The Communication focuses principally on crisis management in the banking sector. This focus is justified by the special nature of banks - their unique role as providers of credit, deposit-takers and payment intermediaries – which give rise to particular problems and public policy objectives in the event of a bank failure. However, it also asks whether the scope of a resolution framework should be wider and cover other kinds of financial institution, such as investment firms. Banking groups often include such institutions, and their failure may pose systemic risks to the financial system, as the collapse of Lehman Brothers clearly demonstrated. The Communication recognises that different kinds of crisis management measures may be necessary to address the specific risks to market stability represented by other types of financial institution.
How does this relate to discussions at international level?
Discussions have taken place on crisis management in a number of international fora (G20, Financial Stability Board, Basel Committee). There is broad recognition that the problems of cross-border banking groups extend beyond the EU, and many significant financial groups are global in their organisation.

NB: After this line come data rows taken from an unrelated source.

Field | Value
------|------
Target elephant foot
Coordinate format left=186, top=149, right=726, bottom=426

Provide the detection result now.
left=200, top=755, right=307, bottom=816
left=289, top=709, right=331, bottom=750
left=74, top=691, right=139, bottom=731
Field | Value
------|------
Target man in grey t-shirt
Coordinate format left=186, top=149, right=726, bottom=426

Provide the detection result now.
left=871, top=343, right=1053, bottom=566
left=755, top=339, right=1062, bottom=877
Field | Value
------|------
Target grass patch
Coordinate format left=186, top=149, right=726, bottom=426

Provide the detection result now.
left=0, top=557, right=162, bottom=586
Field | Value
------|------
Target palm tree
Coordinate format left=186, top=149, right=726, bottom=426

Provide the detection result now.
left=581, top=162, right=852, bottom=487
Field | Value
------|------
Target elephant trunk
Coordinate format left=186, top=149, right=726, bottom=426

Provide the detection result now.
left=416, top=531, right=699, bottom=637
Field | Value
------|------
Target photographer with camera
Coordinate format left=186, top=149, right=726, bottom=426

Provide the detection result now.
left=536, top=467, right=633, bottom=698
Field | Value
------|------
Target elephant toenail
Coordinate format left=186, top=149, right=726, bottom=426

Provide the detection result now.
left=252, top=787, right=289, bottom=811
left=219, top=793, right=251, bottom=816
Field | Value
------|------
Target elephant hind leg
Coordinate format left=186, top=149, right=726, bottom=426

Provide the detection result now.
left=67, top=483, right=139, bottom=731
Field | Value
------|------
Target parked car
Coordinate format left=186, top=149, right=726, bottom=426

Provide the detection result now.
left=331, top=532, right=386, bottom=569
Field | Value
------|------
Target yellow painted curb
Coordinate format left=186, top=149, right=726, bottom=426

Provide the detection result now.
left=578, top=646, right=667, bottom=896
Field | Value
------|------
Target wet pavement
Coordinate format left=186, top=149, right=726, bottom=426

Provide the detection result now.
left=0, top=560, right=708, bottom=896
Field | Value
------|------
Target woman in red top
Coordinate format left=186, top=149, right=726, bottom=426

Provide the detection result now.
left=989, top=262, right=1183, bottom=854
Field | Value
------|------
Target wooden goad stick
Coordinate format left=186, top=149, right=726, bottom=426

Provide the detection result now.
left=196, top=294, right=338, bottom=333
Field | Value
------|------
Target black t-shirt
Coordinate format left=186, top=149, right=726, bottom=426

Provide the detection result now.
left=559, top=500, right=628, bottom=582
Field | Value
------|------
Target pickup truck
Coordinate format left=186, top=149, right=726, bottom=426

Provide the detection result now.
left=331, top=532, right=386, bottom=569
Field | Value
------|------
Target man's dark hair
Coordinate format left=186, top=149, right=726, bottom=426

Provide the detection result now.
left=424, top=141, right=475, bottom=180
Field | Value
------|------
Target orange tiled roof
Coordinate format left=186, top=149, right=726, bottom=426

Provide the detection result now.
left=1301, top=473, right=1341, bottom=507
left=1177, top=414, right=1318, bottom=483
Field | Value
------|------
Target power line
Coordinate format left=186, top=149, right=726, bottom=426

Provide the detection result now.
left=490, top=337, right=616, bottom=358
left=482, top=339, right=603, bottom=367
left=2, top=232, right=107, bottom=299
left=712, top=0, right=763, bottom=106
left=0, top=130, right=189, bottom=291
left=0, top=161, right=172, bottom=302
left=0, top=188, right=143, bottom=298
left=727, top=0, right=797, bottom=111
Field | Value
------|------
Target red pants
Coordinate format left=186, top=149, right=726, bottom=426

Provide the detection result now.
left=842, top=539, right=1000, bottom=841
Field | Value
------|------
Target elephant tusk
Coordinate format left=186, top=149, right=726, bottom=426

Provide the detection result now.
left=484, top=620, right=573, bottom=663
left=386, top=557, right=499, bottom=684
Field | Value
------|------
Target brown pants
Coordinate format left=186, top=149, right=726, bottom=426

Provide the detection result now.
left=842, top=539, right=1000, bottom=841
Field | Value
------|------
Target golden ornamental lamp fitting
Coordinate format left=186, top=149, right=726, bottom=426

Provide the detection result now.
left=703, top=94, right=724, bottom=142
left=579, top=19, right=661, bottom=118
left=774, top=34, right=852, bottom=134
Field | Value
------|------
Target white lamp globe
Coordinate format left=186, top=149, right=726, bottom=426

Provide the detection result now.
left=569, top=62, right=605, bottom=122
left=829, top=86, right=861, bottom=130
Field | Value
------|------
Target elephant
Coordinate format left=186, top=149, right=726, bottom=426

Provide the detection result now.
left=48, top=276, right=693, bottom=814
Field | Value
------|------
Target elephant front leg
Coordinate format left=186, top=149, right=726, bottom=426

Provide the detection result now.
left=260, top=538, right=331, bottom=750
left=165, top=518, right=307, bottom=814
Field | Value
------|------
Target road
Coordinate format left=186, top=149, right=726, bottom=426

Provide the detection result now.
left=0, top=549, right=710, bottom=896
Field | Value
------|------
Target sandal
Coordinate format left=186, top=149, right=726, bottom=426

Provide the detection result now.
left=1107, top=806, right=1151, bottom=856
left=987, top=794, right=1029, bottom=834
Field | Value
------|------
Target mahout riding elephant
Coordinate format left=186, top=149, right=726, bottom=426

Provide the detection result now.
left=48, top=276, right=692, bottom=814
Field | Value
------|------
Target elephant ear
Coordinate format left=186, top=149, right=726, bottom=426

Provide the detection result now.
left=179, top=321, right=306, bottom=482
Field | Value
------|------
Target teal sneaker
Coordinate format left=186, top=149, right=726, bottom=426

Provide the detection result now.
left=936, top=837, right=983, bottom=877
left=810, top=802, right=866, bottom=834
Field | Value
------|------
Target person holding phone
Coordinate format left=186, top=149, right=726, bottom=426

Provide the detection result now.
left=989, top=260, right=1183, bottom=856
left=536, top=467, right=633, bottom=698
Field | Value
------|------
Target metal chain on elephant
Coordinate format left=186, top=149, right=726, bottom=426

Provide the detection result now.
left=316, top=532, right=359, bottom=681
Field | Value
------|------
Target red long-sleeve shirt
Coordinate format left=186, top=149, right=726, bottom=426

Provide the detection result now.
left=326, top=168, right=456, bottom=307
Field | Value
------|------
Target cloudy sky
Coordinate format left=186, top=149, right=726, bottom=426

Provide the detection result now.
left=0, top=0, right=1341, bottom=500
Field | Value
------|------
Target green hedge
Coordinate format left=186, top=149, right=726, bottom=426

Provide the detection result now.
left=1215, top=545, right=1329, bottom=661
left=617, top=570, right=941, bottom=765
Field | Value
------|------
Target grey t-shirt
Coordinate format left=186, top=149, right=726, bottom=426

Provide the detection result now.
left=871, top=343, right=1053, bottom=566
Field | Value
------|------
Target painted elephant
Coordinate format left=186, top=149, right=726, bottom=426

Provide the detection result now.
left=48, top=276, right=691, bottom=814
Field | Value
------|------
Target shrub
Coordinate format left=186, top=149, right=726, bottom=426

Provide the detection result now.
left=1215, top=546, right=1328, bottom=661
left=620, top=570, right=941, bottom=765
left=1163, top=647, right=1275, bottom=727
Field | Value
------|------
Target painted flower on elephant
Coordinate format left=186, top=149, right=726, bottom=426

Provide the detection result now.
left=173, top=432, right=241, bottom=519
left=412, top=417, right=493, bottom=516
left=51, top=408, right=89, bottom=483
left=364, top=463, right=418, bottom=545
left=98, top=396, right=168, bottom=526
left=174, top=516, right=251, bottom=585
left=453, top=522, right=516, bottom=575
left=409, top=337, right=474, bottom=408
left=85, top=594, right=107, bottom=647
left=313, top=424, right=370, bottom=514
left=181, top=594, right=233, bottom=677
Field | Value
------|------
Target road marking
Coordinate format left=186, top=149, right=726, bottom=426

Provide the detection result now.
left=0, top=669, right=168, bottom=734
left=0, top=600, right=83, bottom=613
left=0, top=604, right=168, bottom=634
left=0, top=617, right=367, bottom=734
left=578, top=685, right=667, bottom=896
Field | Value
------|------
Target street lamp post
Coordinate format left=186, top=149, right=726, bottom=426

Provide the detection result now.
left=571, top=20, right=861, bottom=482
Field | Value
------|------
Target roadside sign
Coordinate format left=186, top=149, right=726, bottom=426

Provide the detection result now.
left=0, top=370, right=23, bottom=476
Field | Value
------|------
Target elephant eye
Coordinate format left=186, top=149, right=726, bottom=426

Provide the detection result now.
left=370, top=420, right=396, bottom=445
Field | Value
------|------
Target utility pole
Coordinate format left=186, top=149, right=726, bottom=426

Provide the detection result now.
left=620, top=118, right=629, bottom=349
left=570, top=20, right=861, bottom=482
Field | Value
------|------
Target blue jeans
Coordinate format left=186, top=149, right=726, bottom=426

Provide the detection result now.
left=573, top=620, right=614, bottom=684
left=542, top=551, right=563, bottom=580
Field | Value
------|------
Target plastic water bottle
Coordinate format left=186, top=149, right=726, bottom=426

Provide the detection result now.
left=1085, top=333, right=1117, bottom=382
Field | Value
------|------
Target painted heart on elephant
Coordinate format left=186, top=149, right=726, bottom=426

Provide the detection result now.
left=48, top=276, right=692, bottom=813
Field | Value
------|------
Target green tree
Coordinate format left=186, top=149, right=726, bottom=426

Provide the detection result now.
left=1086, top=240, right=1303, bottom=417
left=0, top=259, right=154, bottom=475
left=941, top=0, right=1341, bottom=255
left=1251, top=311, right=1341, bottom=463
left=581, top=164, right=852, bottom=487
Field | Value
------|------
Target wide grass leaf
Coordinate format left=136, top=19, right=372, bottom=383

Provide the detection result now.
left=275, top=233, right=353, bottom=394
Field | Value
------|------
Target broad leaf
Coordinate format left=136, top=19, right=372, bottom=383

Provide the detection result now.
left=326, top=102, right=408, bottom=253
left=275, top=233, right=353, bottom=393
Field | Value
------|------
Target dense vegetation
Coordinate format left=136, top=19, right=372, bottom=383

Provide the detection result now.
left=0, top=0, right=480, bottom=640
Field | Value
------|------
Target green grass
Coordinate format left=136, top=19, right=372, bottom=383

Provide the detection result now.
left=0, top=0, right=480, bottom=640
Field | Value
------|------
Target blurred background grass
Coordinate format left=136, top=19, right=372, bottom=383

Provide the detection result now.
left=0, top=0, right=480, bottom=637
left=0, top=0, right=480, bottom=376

While certain of the problems which need to be addressed are the same - for example, the difficulties of cooperation and coordination, information sharing, the lack of effective tools, the need for better advance planning, the territorial scope of national insolvency regimes when applied to a group - there are nevertheless significant distinctions between the progress that can be reasonably expected at international level and what can be achieved within the EU. The depth of integration of both banking business and the legal framework at European level both allows and requires greater cooperation and convergence in order to develop a more robust framework to underpin the Internal Market.
Would a requirement for cross-border groups to prepare "living wills" help authorities to manage a cross-border banking crisis?
There are currently no harmonised powers for supervisors to require banking groups to prepare contingency and resolution plans, often referred to as "living wills". The idea is that systemically important cross-border financial institutions could be required to produce detailed plans to facilitate, in a period of severe financial stress or instability, the preservation of the firm as a going concern, the continuity of its financial infrastructure services, and the rapid resolution or winding down where necessary of the institution (or part of the institution). Work by national and international regulatory bodies on this subject is still at an early stage, and further analysis will be needed to assess whether a requirement for institutions to maintain detailed and up-to-date plans would be realistic, the implications of such plans for group structures and their usefulness for authorities as tool both for ongoing supervision and for crisis management.